‘Dude, Fight Club totally ruled.’
No doubt you overheard this direct quote, possibly dozens of times if you saw the Chuck Palahniuk adaptation in theatres. I didn’t see it in theatres, and I heard it about 30 times more than I wished.
I remember vividly the first time I saw Palahniuk’s love/hate affair with nihilism. I was in high school, on a tennis trip in Arkansas. Much to the chagrin of my coach, I ordered Fight Club on pay-per-view from my yellow curtained, musty motel room. Afterwards, our team members bounced off each other, off the walls, off the beds, as if we had just mainlined a quart of pure cane sugar.
It wasn’t until further viewings, and probably a couple years of maturity under my belt, that the full ramifications of the movie were fully understood.

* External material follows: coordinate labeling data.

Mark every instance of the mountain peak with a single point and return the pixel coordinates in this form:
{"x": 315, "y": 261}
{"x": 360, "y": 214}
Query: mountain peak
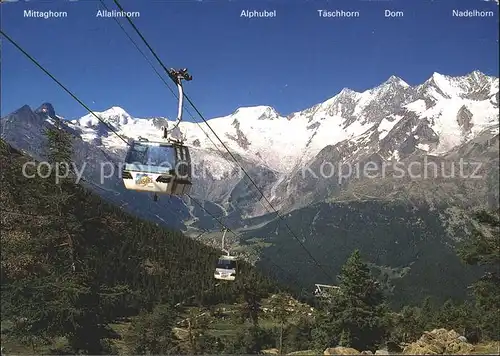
{"x": 347, "y": 91}
{"x": 46, "y": 109}
{"x": 262, "y": 112}
{"x": 396, "y": 80}
{"x": 116, "y": 110}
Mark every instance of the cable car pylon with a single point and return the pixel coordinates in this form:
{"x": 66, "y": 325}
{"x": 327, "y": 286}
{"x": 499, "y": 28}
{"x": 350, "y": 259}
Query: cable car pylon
{"x": 162, "y": 167}
{"x": 226, "y": 266}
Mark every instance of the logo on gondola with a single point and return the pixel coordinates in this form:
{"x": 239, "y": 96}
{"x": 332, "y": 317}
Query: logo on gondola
{"x": 143, "y": 179}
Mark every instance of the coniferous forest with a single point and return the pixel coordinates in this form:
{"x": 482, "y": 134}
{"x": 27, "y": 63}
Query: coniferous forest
{"x": 81, "y": 276}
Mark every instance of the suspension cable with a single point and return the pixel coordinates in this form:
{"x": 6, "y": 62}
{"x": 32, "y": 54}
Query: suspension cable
{"x": 224, "y": 145}
{"x": 86, "y": 107}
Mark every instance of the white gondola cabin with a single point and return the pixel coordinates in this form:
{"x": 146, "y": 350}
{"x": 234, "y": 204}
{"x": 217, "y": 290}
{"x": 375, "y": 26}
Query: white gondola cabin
{"x": 157, "y": 167}
{"x": 226, "y": 268}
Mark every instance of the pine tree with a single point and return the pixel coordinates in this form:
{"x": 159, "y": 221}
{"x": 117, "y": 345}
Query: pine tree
{"x": 482, "y": 248}
{"x": 152, "y": 333}
{"x": 281, "y": 313}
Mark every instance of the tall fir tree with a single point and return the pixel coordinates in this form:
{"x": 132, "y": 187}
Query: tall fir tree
{"x": 357, "y": 311}
{"x": 482, "y": 248}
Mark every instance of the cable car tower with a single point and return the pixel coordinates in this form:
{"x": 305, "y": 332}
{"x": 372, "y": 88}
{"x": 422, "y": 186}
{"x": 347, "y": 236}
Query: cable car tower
{"x": 226, "y": 267}
{"x": 162, "y": 167}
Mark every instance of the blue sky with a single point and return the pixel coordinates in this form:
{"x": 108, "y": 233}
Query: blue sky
{"x": 290, "y": 62}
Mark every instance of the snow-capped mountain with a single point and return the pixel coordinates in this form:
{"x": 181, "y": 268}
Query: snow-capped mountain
{"x": 392, "y": 121}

Sure, it’s an over-the top ode to masculinity, an infatuation with chaos and anarchy that’s practically forced down your throat. But despite the legions of insta-anarchists the film spawned, culling direct quotes from the book or Wikipedia entries, the book still stands as a touchstone for a nihilistic generation bent on destruction as creation.
Before Palahniuk became a one-trick pony (exhibit A: Snuff. Just try to get through it without saying to yourself, ‘Haven’t I read this before?’) and before David Fincher made Fight Club the only movie adaptation to rival the quality of the original work; Palahniuk bestowed upon us his debut: Survivor. If you thought Fight Club was incendiary, check out Survivor. It has yet to be adapted to film, due mostly to a plane wreck that is just too provocative in this post-9/11 climate. While Fight Club illuminates class struggle and masculinity, Survivor is like an amphetamine fueled J.G. Ballard rant against consumerist culture and organized religion. Free will is also a major concern of the novel, as Tender Branson the protagonist, can purportedly see the future.
If, like me, you were once a huge Palahniuk fan, but like Tyler Durden in Fight Club have become grossly disillusioned with his latest fare, give Survivor a shot. Be ready for that signature style of Palahniuk’s before he beat it to death and used it as his template.